Dinny Falvey

Personal information
- Born: Tralee, County Kerry

Sport
- Sport: Gaelic football
- Position: Full-forward

Club
- Years: Club
- 1940s-1960s: Kerins O'Rahilly's

Club titles
- Kerry titles: 3

Inter-county
- Years: County / Apps (scores)
- 1951-1961: Kerry / 26 (1-22)

Inter-county titles
- Munster titles: 6
- All-Irelands: 2
- NFL: 2

= Dinny Falvey =

Irish Gaelic footballer

Dinny Falvey was a Gaelic football player from Annascaul in County Kerry. At club level with the local Kerins O'Rahilly's and later Annascaul.
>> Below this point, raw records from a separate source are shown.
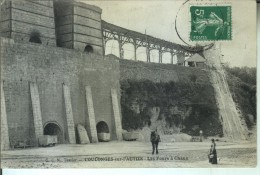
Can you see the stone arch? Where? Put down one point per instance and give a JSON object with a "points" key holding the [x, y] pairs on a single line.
{"points": [[129, 51], [35, 38], [112, 47], [102, 127], [103, 131], [53, 128], [89, 49]]}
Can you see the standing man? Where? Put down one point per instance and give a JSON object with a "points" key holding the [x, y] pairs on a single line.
{"points": [[201, 135], [155, 139]]}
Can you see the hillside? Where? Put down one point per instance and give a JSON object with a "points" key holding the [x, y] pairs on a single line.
{"points": [[242, 84]]}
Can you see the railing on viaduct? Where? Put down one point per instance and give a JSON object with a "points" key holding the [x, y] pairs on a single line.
{"points": [[125, 36]]}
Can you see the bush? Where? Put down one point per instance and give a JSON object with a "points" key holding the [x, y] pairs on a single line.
{"points": [[182, 105]]}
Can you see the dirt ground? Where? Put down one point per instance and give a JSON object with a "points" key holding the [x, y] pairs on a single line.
{"points": [[131, 154]]}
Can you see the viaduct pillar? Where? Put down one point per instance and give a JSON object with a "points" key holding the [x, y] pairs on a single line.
{"points": [[160, 56], [148, 53]]}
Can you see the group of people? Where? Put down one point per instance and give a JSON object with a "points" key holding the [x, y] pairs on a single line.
{"points": [[155, 139]]}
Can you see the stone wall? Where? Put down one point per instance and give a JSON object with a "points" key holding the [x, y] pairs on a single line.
{"points": [[22, 19], [50, 68], [79, 25]]}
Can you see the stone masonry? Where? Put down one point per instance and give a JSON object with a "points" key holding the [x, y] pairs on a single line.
{"points": [[69, 115], [5, 144], [37, 115], [91, 123]]}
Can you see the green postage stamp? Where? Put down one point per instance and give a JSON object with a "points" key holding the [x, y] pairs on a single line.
{"points": [[210, 23]]}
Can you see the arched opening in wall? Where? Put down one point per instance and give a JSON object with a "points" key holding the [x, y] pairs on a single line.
{"points": [[52, 128], [103, 132], [166, 58], [154, 56], [35, 38], [141, 54], [112, 47], [129, 52], [89, 49]]}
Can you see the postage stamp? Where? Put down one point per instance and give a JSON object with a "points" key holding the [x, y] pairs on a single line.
{"points": [[210, 23]]}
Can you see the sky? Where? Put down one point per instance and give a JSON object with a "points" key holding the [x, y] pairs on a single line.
{"points": [[157, 18]]}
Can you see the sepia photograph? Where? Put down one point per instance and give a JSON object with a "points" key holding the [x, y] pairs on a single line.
{"points": [[128, 84]]}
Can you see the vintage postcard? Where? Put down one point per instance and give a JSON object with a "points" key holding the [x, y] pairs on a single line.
{"points": [[128, 84]]}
He played intercounty football with Kerry at minor, junior and senior level. He never played championship football at senior level but played in the league. At minors. he won a Munster Minor Football Championship in 1949; Kerry went on to make it to the All-Ireland Minor Football Championship final but lost out to Aramagh GAA. At junior level he won a Munster Championship in 1961.
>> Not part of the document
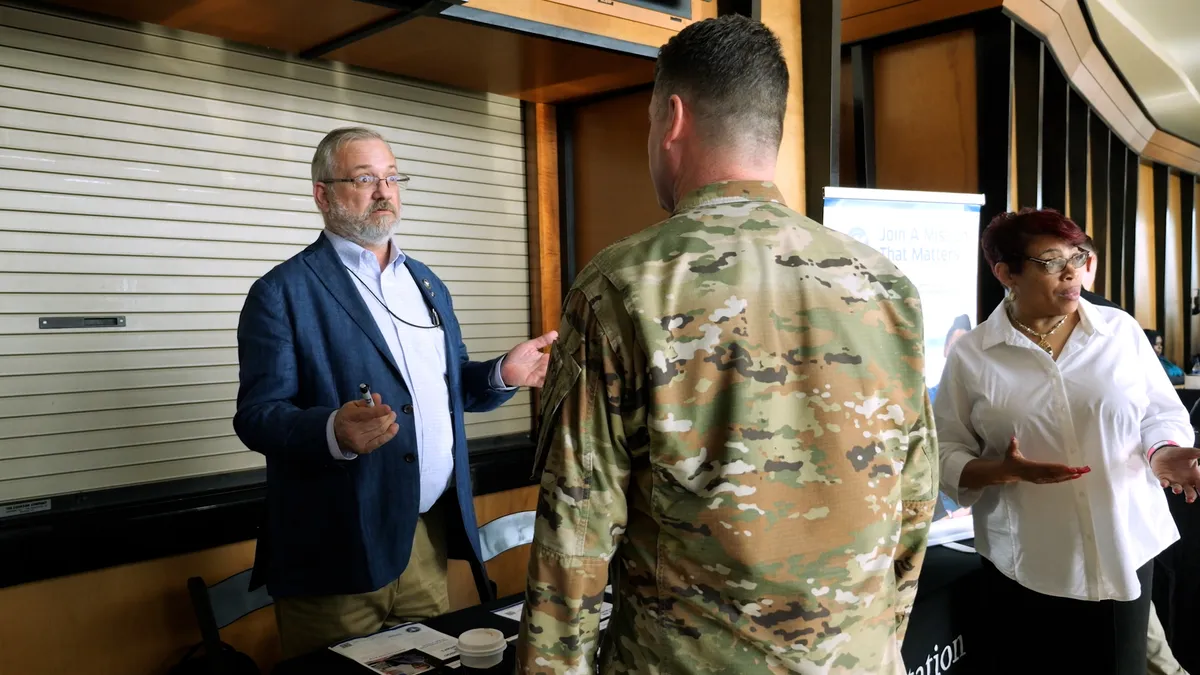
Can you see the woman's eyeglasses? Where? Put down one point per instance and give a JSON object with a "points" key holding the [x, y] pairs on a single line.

He had much success with Kerins O'Rahilly's winning three Kerry Senior Football Championship medals in 1953, 1954 and 1957. He also played with West Kerry in the 1960 but lost to John Mitchels. His son Tim also won a Kerry Senior Football Championship in 1990 with West Kerry and played with Annascaul during the 90's. His other son Brendan also won All-Ireland Vocational Schools Championship in 1991 with Tralee Community College.